Album Review: Matthew Herbert / ‘The End of Silence’ (Accidental)

Matthew Herbert The End of Silence

★★★★☆

Ambitious even by Matthew Herbert’s individual, shapeshifter standards intended to send synopsis writers scurrying, The End of Silence imagines the aftermath, aftershock and flashback of a bomb going off. Obviously not as simple as that, a three-part improvisation of musique concrete with real meaning, composed as a left-for-dead transmission and depicting a grim need for survival when deciding whether to lie low or make a run for it, attempts to make sense (if there is any sense to be gleaned) of such callousness.

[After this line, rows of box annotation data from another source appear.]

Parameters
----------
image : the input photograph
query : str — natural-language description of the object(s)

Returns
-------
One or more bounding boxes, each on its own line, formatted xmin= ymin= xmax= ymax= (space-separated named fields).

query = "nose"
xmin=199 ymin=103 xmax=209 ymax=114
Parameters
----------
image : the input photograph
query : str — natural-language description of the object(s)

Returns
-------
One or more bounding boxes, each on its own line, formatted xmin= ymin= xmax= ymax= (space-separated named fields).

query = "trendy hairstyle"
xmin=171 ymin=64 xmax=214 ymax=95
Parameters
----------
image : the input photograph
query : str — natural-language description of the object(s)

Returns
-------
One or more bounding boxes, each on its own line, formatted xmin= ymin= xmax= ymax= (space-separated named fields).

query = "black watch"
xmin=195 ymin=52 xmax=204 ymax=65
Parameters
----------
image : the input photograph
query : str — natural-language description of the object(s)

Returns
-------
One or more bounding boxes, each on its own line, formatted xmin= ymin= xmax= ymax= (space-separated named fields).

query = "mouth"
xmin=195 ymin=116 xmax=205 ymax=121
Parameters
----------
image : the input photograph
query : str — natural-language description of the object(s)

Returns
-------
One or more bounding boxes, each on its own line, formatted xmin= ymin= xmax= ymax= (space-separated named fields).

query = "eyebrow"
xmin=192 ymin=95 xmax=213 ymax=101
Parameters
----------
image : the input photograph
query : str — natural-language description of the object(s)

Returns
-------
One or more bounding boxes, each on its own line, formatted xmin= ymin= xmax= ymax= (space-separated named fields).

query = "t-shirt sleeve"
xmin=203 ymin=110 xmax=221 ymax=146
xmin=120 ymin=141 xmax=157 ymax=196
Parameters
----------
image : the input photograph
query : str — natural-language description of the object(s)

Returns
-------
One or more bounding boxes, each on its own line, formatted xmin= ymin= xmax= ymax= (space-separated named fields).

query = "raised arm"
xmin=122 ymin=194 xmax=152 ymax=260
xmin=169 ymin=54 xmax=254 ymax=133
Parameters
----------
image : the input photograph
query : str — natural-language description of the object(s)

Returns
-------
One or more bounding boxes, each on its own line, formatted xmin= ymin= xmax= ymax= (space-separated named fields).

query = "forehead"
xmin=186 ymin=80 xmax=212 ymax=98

Without cheapening the sentiment, the bare bones are: the explosion hits (a real-life Libyan field recording), Herbert reacts.

Clearly you’re gonna have to get into the right frame of mind before taking this on (make sure the surround sound is sorted as well), and also understand Herbert’s development of his muse was far from the frontline but envisioned in a UK barn. Though anomalous throughout each episode, it’s rare for there to be any moments of deathly silence. Herbert and his think-tank band convey more the suspended shock of being adjacent to the blast, gunfire and combat still in muffled earshot in anticipation of further detonations. As confusion reigns a disorientating peace persists bordering on misplaced optimism, jumping like paused videotape while eerie runs of electricity tangle with genuine melody.

Ears ringing, stomach knotting, heart racing, Herbert slips you in and out of consciousness, pulls you underground and makes you scrabble back upwards toward daylight.